Ricardo ha lasciato gli Ehnahre, ha preferito focalizzarsi sul suo lavoro solista e ci siamo separati in modo amichevole. Abbiamo ora alcuni nuovi membri, per cui siamo riusciti a tornare in carreggiata in maniera veloce. Abbiamo Brandon Terzakis alla batteria, Rich Chowenhill alla chitarra e Jared Redmond che suonerà il piano e ci aiuterà in fase di composizione.
Old Earth vede in azione anche alcuni ospiti, ti andrebbe di presentarceli e raccontarci qualcosa sulla vostra collaborazione?
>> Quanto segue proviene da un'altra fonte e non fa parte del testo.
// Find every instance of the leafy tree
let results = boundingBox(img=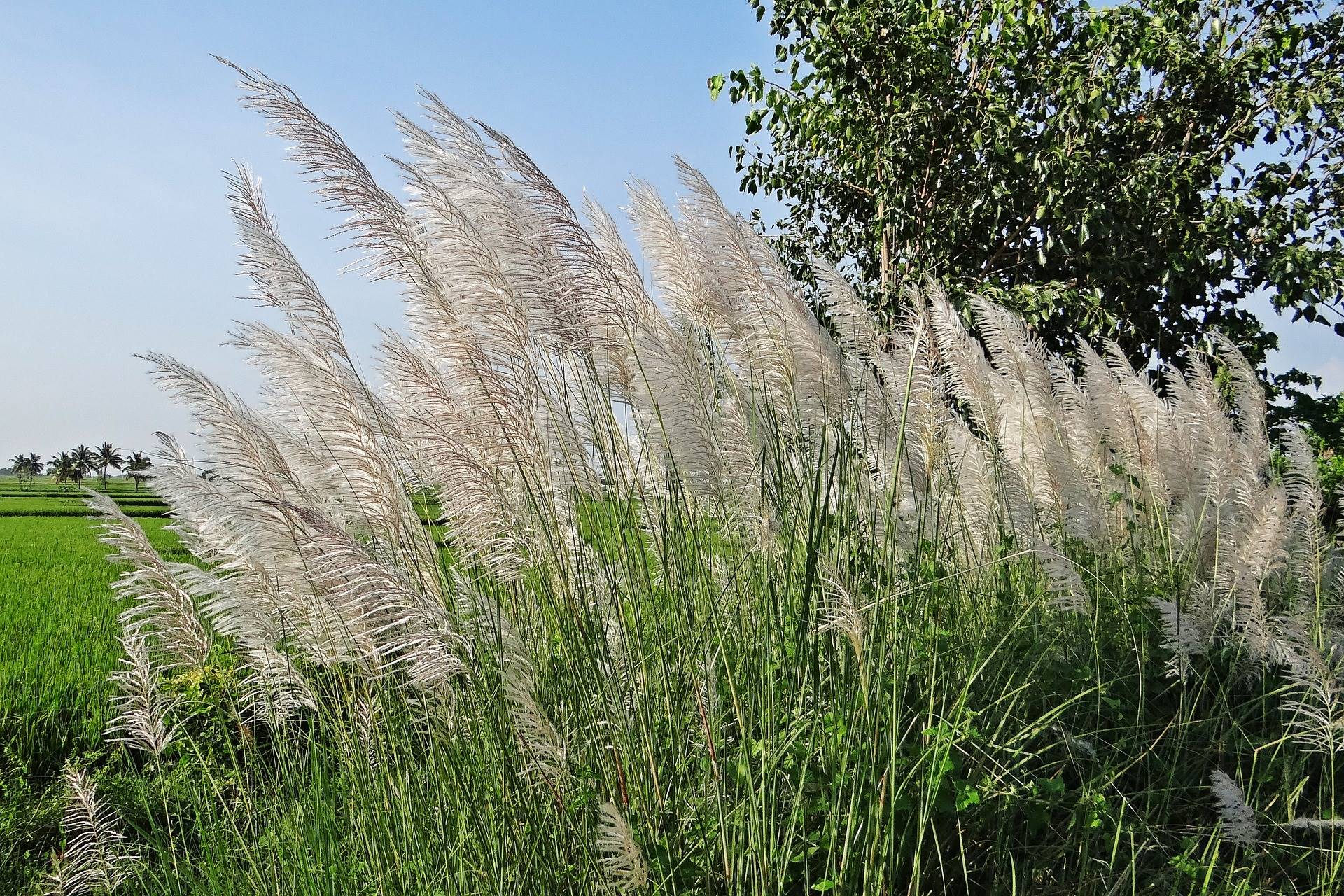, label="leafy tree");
[47,451,85,485]
[94,442,126,491]
[124,451,153,491]
[70,444,98,482]
[710,0,1344,396]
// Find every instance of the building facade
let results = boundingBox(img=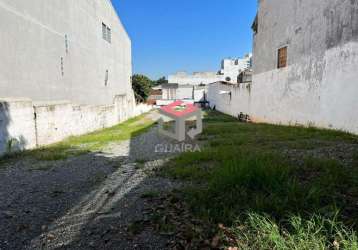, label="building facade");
[168,72,222,86]
[219,54,252,83]
[250,0,358,133]
[168,54,252,86]
[0,0,132,105]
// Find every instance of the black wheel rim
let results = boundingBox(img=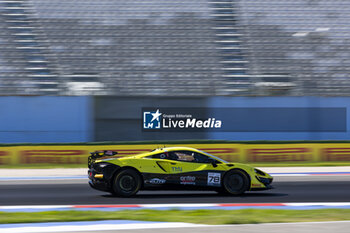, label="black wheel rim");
[119,175,136,192]
[226,174,244,192]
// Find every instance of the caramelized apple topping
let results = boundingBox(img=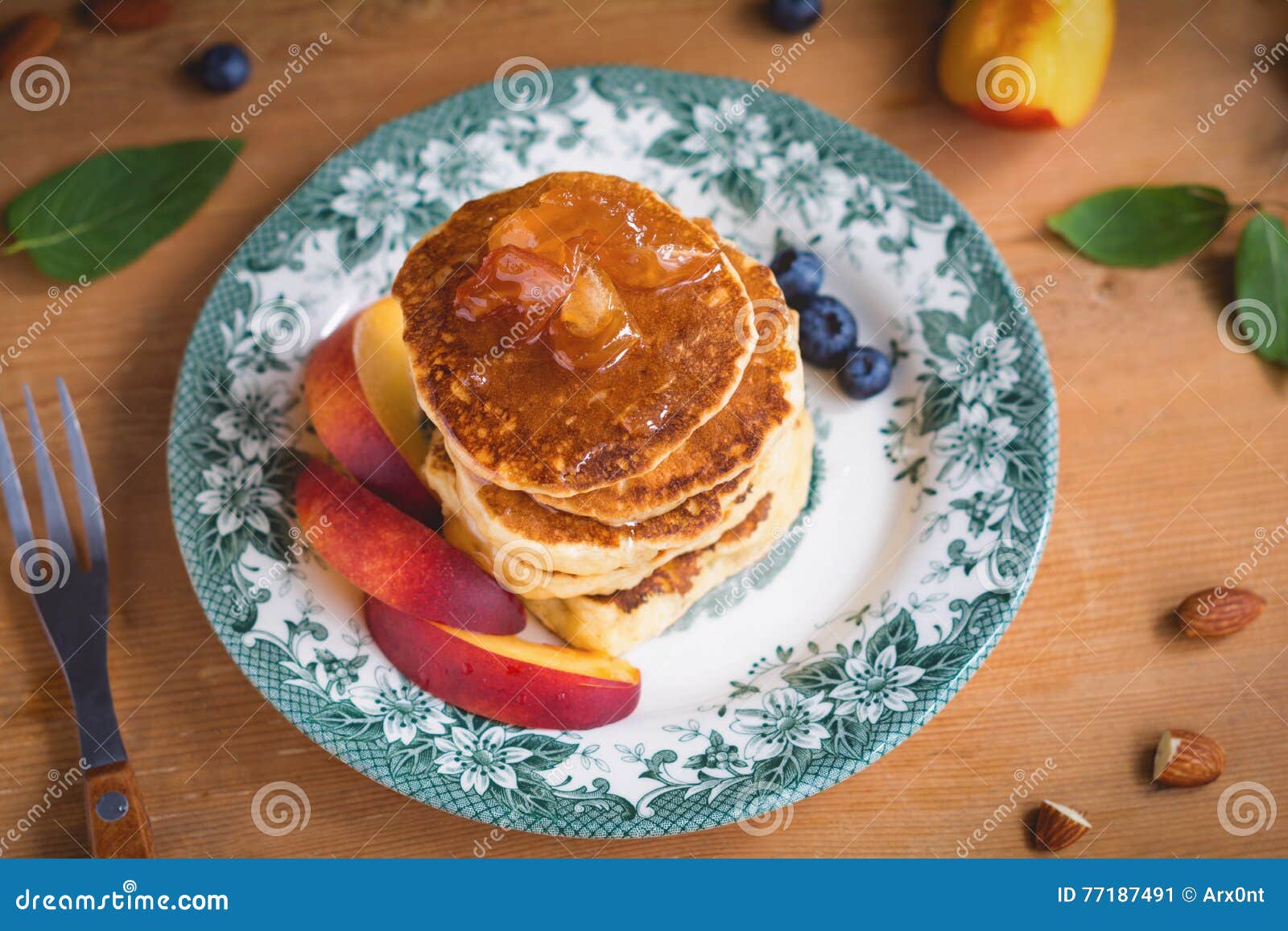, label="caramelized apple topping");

Abbiamo avuto due soli ospiti su questo disco, Greg Kelley e Forbes Graham, entrambi alla tromba. Con Greg ci si conosce da parecchio, io e Ricardo lo abbiamo conosciuto suonando insieme nel circuito impro di Boston. È un musicista fantastico, vi raccomando di cercare il suo materiale solista, perché solo lì estende tutta la sua tecnica. Forbes è un nostro amico dai tempi dei Kayo Dot. Quando io e John ci siamo uniti ai Kayo Dot, Forbes era una recluta. Abbiamo, poi, lasciato la band in contemporanea, ma siamo sempre rimasti in contatto. Suono con lui anche in una band che si chiama Wild May, con Luther Gray e Kevin Frenette.
Cosa mi dici delle vostre performance live? C’è un mood o un immaginario particolare che vorreste trasmettere agli ascoltatori durante i vostri concerti?
No, nulla di specifico, non ci interessa creare una rappresentazione teatrale o qualcosa di simile. Vogliamo restare concentrati sulla musica e suonarla come l’abbiamo pensata. Se riusciamo a suonare in modo potente e a comunicare all’audience il nostro coinvolgimento emotivo nella musica, allora abbiamo ottenuto ciò che ci eravamo prefissati.
C’è qualche possibilità di vedervi in Europa e, magari, in Italia nei prossimi mesi? Con che band vi piacerebbe andare in tour?
Ci piacerebbe davvero molto venire a suonare in Europa. Avremmo dovuto venirci in autunno, ma con l’attuale situazione economica non siamo riusciti a raccogliere l’interesse e il denaro necessari per realizzarlo. Quindi abbiamo optato per un tour della costa Ovest degli States. Con l’uscita di Ricardo, però, anche questa idea è stata purtroppo accantonata. Ora, con i nuovi ragazzi nel gruppo, ci vorrà un po’ di tempo prima di riuscire a riprendere l’attività live. Per quanto riguarda le band con cui andare in tour, ci farebbe piacere chiunque volesse bere assieme a noi e non ucciderci al mattino dopo per le nostre buffonate da ubriachi. Direi, però, che i Portal sarebbero davvero una buona scelta.
Grazie mille per il tuo tempo, a te le conclusioni…
Grazie a te, spero che ci incontreremo on the road prima o poi.